Review: Alvin Ailey American Dance Theater in Programme I: ‘Homage to Alvin Ailey ’ at Sadler's Wells

Performance: 4 - 15 Sep 07
Reviewed by Libby Costello - Wednesday 5 September 2007

Performance: 4 Sep 07

Alvin Ailey American Dance Theater opened their run of 13 performances last night at Sadler’s Wells. The sell out performance attracted many of the dance world, along with first time audience members who were vastly impressed by the Sadler’s Wells building. Judith Jamison,, Artistic Director of the company, brought a diverse programme to London, showcasing the talents of Ailey as a choreographer, along with his work in collaboration with Duke Ellington. The company brought three different programmes, including one new work by Camille Brown. The first night saw programme one, aptly titled as Homage to Alvin Ailey.

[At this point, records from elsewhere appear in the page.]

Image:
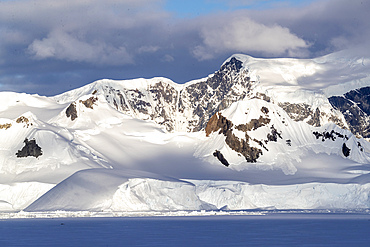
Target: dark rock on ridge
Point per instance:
(30, 149)
(71, 111)
(221, 158)
(355, 107)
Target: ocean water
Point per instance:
(259, 230)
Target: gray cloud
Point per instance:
(239, 33)
(51, 46)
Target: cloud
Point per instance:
(241, 34)
(64, 46)
(46, 43)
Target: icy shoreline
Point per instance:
(90, 214)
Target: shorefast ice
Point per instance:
(106, 163)
(99, 193)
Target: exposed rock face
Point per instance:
(355, 107)
(89, 103)
(5, 126)
(187, 107)
(345, 150)
(228, 85)
(30, 149)
(24, 120)
(221, 158)
(225, 127)
(71, 111)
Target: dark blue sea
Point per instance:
(257, 230)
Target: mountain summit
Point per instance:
(253, 132)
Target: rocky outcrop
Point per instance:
(5, 126)
(185, 107)
(219, 123)
(203, 99)
(345, 150)
(30, 149)
(221, 158)
(71, 111)
(355, 107)
(89, 103)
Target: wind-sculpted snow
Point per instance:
(257, 133)
(102, 191)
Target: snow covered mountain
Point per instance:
(257, 133)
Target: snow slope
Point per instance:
(98, 155)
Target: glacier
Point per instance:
(149, 145)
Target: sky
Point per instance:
(49, 47)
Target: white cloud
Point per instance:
(148, 49)
(241, 34)
(64, 46)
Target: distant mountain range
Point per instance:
(252, 130)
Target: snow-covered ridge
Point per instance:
(257, 133)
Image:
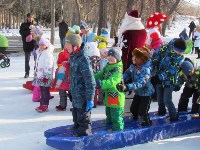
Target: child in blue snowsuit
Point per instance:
(139, 73)
(191, 76)
(166, 64)
(82, 85)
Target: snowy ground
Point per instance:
(22, 128)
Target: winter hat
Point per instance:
(104, 33)
(62, 56)
(133, 13)
(61, 18)
(180, 45)
(29, 15)
(74, 39)
(44, 41)
(154, 36)
(184, 35)
(37, 31)
(142, 53)
(75, 29)
(115, 52)
(187, 67)
(84, 25)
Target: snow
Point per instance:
(22, 128)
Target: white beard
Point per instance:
(128, 23)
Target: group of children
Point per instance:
(75, 78)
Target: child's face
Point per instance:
(191, 73)
(42, 46)
(69, 48)
(105, 54)
(179, 53)
(111, 60)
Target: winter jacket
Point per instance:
(63, 28)
(62, 80)
(110, 76)
(140, 76)
(24, 32)
(166, 64)
(88, 38)
(3, 41)
(44, 67)
(82, 82)
(196, 39)
(192, 81)
(155, 44)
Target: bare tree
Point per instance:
(102, 23)
(52, 21)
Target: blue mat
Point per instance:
(62, 137)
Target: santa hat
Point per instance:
(142, 53)
(133, 13)
(44, 41)
(154, 36)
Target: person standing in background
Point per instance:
(63, 28)
(28, 45)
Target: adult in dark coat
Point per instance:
(132, 35)
(192, 26)
(25, 30)
(63, 28)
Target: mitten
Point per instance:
(45, 80)
(89, 105)
(98, 84)
(122, 87)
(177, 88)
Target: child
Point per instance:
(62, 79)
(103, 63)
(82, 85)
(44, 72)
(197, 41)
(166, 64)
(139, 72)
(190, 75)
(102, 39)
(156, 42)
(107, 79)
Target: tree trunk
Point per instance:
(170, 12)
(52, 21)
(102, 16)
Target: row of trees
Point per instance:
(99, 13)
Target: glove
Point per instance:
(177, 88)
(122, 87)
(89, 105)
(98, 84)
(45, 80)
(156, 80)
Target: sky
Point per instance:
(22, 128)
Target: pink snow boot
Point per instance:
(36, 94)
(42, 108)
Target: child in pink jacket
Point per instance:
(62, 82)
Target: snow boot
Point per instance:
(60, 108)
(42, 108)
(36, 94)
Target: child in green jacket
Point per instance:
(106, 80)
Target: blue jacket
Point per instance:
(141, 84)
(82, 82)
(166, 64)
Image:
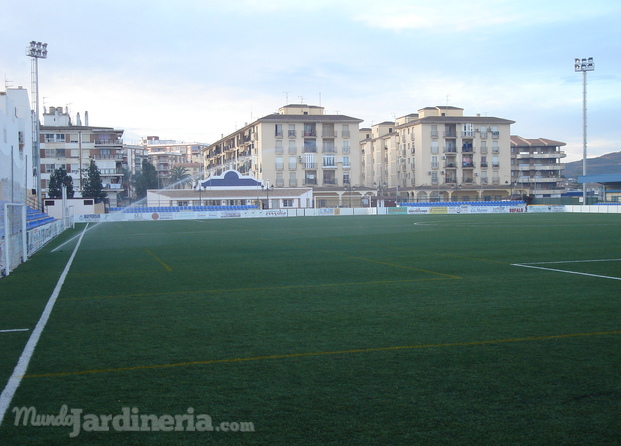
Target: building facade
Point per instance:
(438, 154)
(167, 154)
(16, 180)
(63, 144)
(299, 146)
(537, 166)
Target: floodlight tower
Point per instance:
(584, 65)
(36, 50)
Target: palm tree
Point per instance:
(179, 177)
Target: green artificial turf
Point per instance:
(328, 330)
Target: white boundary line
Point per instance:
(22, 364)
(572, 261)
(523, 265)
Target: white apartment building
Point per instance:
(537, 166)
(166, 154)
(16, 179)
(73, 146)
(438, 154)
(296, 147)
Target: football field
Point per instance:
(431, 330)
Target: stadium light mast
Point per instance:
(36, 51)
(584, 65)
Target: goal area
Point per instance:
(13, 237)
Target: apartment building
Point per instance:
(73, 146)
(438, 154)
(298, 146)
(16, 154)
(166, 154)
(537, 167)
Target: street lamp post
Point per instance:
(584, 65)
(36, 50)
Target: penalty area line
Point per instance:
(22, 364)
(565, 271)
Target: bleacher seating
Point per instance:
(36, 218)
(160, 209)
(465, 203)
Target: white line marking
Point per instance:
(73, 238)
(22, 364)
(572, 261)
(566, 272)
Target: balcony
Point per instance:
(541, 155)
(108, 142)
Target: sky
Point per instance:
(194, 70)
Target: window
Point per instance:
(328, 146)
(309, 129)
(328, 161)
(329, 177)
(310, 146)
(104, 154)
(310, 161)
(310, 177)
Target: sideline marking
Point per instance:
(168, 268)
(337, 352)
(236, 290)
(75, 237)
(530, 265)
(571, 261)
(22, 364)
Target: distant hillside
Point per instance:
(609, 163)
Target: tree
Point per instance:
(57, 179)
(147, 179)
(92, 187)
(179, 177)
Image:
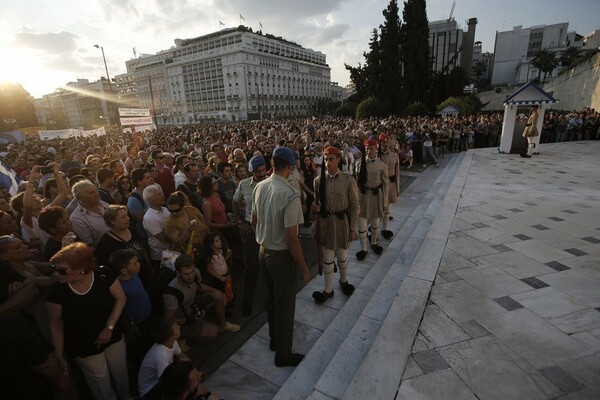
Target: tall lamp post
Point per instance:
(107, 77)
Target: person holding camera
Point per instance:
(392, 160)
(187, 299)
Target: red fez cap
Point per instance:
(332, 150)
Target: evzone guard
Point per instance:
(337, 208)
(373, 185)
(391, 159)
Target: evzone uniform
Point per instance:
(373, 198)
(337, 224)
(391, 159)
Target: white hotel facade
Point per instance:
(232, 74)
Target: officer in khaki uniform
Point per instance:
(391, 159)
(338, 209)
(276, 214)
(373, 185)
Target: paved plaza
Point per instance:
(489, 289)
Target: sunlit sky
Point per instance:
(45, 44)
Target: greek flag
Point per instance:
(8, 178)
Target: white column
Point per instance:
(541, 112)
(508, 128)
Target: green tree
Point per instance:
(370, 107)
(468, 104)
(417, 109)
(569, 56)
(545, 62)
(390, 61)
(415, 51)
(16, 107)
(348, 109)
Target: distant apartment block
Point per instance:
(450, 46)
(514, 50)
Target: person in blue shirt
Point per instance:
(136, 314)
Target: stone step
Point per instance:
(397, 330)
(340, 371)
(400, 253)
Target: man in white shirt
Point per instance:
(88, 217)
(154, 219)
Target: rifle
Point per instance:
(319, 248)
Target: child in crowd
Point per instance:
(216, 265)
(163, 352)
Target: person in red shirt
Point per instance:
(164, 176)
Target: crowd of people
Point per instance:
(117, 251)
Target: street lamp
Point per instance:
(107, 77)
(105, 67)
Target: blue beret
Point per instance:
(285, 154)
(255, 162)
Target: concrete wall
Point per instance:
(577, 88)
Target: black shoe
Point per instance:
(387, 234)
(247, 311)
(377, 248)
(290, 361)
(320, 297)
(347, 288)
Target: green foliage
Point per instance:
(468, 104)
(415, 49)
(348, 109)
(545, 61)
(416, 109)
(370, 107)
(568, 57)
(389, 89)
(381, 74)
(479, 68)
(16, 107)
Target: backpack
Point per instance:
(161, 286)
(132, 220)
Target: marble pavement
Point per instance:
(499, 295)
(514, 312)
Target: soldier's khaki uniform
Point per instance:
(343, 208)
(373, 202)
(276, 206)
(392, 161)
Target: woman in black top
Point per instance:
(84, 308)
(119, 237)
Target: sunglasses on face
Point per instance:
(60, 271)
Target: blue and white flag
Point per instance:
(8, 178)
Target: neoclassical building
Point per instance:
(232, 74)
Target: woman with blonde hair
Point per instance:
(84, 308)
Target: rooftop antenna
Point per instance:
(451, 11)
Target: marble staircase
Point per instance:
(362, 351)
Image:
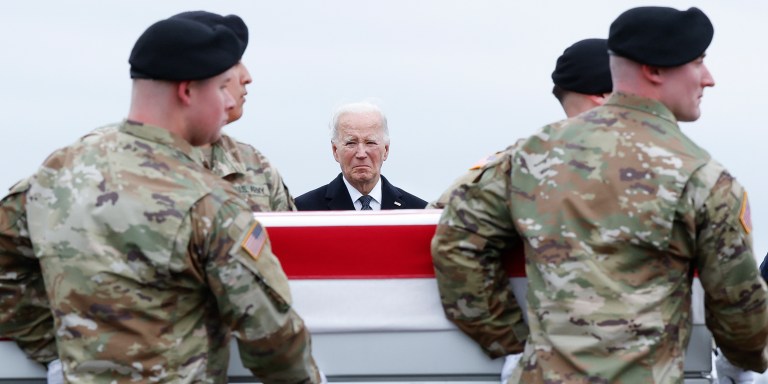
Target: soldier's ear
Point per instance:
(651, 73)
(182, 92)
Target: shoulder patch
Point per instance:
(254, 240)
(745, 214)
(485, 160)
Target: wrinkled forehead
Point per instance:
(367, 124)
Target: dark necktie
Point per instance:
(366, 202)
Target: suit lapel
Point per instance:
(337, 197)
(390, 196)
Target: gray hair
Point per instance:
(358, 107)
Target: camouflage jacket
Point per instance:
(151, 262)
(250, 173)
(240, 164)
(617, 210)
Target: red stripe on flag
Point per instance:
(362, 252)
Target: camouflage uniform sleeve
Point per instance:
(466, 178)
(281, 199)
(474, 231)
(252, 293)
(735, 294)
(25, 314)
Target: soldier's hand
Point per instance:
(55, 373)
(510, 362)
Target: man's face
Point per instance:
(359, 147)
(683, 88)
(236, 88)
(209, 106)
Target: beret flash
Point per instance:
(583, 68)
(660, 36)
(178, 49)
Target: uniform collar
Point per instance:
(642, 104)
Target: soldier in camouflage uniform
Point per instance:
(617, 210)
(242, 165)
(582, 80)
(150, 261)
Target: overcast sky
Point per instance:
(457, 79)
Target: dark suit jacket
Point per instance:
(335, 197)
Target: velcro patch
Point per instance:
(254, 240)
(485, 160)
(745, 215)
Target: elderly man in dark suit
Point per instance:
(360, 143)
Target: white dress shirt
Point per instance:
(355, 195)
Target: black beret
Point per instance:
(233, 22)
(660, 36)
(180, 49)
(583, 68)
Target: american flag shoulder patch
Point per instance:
(254, 240)
(745, 215)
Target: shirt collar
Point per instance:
(355, 194)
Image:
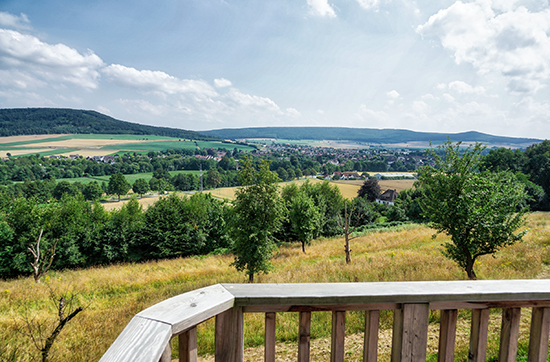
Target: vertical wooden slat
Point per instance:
(270, 329)
(167, 354)
(370, 347)
(509, 334)
(338, 336)
(188, 346)
(303, 344)
(540, 330)
(230, 336)
(478, 335)
(410, 333)
(447, 335)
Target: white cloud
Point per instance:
(462, 87)
(500, 37)
(222, 83)
(155, 81)
(13, 21)
(393, 94)
(33, 63)
(321, 8)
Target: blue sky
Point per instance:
(441, 66)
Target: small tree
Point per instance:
(141, 186)
(258, 215)
(118, 185)
(369, 190)
(480, 211)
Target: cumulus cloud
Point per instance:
(321, 8)
(222, 83)
(155, 81)
(462, 87)
(497, 36)
(32, 62)
(13, 21)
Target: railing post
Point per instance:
(447, 335)
(338, 336)
(188, 346)
(304, 336)
(509, 334)
(370, 346)
(478, 335)
(230, 336)
(270, 331)
(410, 333)
(540, 330)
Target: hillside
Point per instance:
(34, 121)
(366, 135)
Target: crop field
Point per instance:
(112, 295)
(100, 145)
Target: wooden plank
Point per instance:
(229, 340)
(540, 331)
(509, 334)
(410, 333)
(188, 346)
(189, 309)
(478, 335)
(270, 334)
(338, 336)
(370, 346)
(447, 335)
(141, 340)
(389, 292)
(167, 354)
(304, 336)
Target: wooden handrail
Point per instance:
(147, 336)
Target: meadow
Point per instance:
(112, 295)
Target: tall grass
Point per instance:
(113, 295)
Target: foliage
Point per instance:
(258, 215)
(478, 210)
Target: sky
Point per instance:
(437, 66)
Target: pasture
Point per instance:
(113, 294)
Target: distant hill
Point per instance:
(29, 121)
(365, 135)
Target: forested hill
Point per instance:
(368, 135)
(28, 121)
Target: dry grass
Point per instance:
(113, 294)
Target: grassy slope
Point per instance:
(113, 294)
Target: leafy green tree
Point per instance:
(479, 211)
(141, 186)
(258, 215)
(118, 185)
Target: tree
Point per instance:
(141, 186)
(258, 215)
(370, 189)
(118, 185)
(479, 211)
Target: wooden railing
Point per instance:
(147, 336)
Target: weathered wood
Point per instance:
(338, 336)
(189, 309)
(509, 334)
(270, 331)
(229, 343)
(478, 335)
(410, 333)
(447, 335)
(167, 354)
(141, 340)
(188, 346)
(370, 346)
(540, 331)
(304, 336)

Night Creatures, choreographed by Ailey and composed by Ellington, gave the audience a very classical opening to the companies stay in London. The five couples that opened the piece looked like they were attending an exclusive cocktail party, or were depicting a scene of young socialites in the early twentieth century, with the women dressed in long flowing dresses. This image was then broken down with the introduction of movements in a jazz style, with elements of soft shoe shuffle coming through. Although the energy was high throughout the piece the dancers had not quite moved this work out of the rehearsal space, resulting in a very careful performance. The movement depicted clearly displayed where today’s choreographers working in advertising, musical theatre and film have gained inspiration from.

The short work Pas de Duke famed for its creation on Jamison and Mikhail Baryshnikov showed Ailey’s understanding of characters and individual movement style. Once again the dancers seemed a little apprehensive, lacking the personality of the choreographies original dancers, but their understated performance gained in confidence by the end of the performance. Matthew Rushing’s moments of elevation were exquisite and the performance was lifted by Linda Celeste Sims’ sassy posses and cheeky looks.

The restaging of The River, originally choreographed in 1970, managed to keep the initial links between dance and music, showing movement visualisation at its best. Broken into seven section the piece utilises images of Springs, Lakes and Falls. The unison partner work throughout this piece lack the graceful element the choreographer was trying to depict, but this was forgotten by the last duet by Renee Robinson and Clifton Brown who showed true intimacy through their movement. The crowd pleasing section, mainstream, was cleverly choreographed with one comic male dancer going across the lines of uniform dancers.

Revelations, the most famous work by Ailey, choreographed to traditional gospel music in 1960 suited the dancers bodies and style as if it were choreographed on them yesterday. The uplifting movements drawing upon ballet, jazz and traditional African techniques were performed to a series of songs, some well known such as Sinner Man and other slightly less popular such as I wanna be ready. The duets, solos and group pieces were opened by a golden light shining upon the dancers stood in a V formation, with the simplistic arm movements and changes of weight, on mass, making a stunning spectacle. Every section revealed a new dimension to the company, from the serious duet in Fix Me, Jesus, to the energised finale of Rocka My Soul in the Bosom of Abraham. A piece not to be missed.